Big freeze brings Christmas chaos to Europe and North America
Trouble on both sides of the Atlantic as holiday temperatures plunge
Agencies in Augusta
Utility crews from Maine to Michigan and into Canada worked to restore power to more than half a million homes that were left in the dark by last weekend's ice storm, which has been linked to 27 deaths.
In the United States, the death toll from the storm reached at least 17, from traffic accidents and carbon monoxide poisoning. In Canada, 10 people were reported dead, including five who suffered apparent carbon monoxide poisoning as they attempted to heat their homes.
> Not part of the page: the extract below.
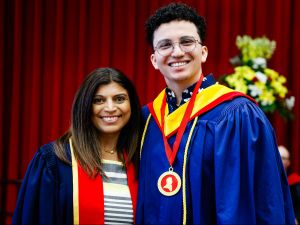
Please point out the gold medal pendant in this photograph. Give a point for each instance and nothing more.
(169, 183)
Police said two people in Ontario died after using a gas generator in a home northeast of Toronto. Police in Quebec said carbon monoxide poisoning was believed to be the cause of three deaths in a chalet on the province's North Shore. Earlier, five people were killed in eastern Canada in highway crashes blamed on severe weather.
The ice storm last weekend was one of the worst to hit during a Christmas week, and repair crews were working around the clock to restore service.
As temperatures plunged below minus 7 Celsius in Toronto, authorities reported a dramatic jump in calls for suspected carbon monoxide poisoning, responding to 110 calls in a 24-hour period. Officials say they typically see 20 such calls a day.
"I understand they want to keep warm, but you cannot do this. This is deadly," Toronto mayor Rob Ford said as the city issued an extreme cold weather alert. Fire officials warned residents not to use any appliance that burns inside a home - even candles.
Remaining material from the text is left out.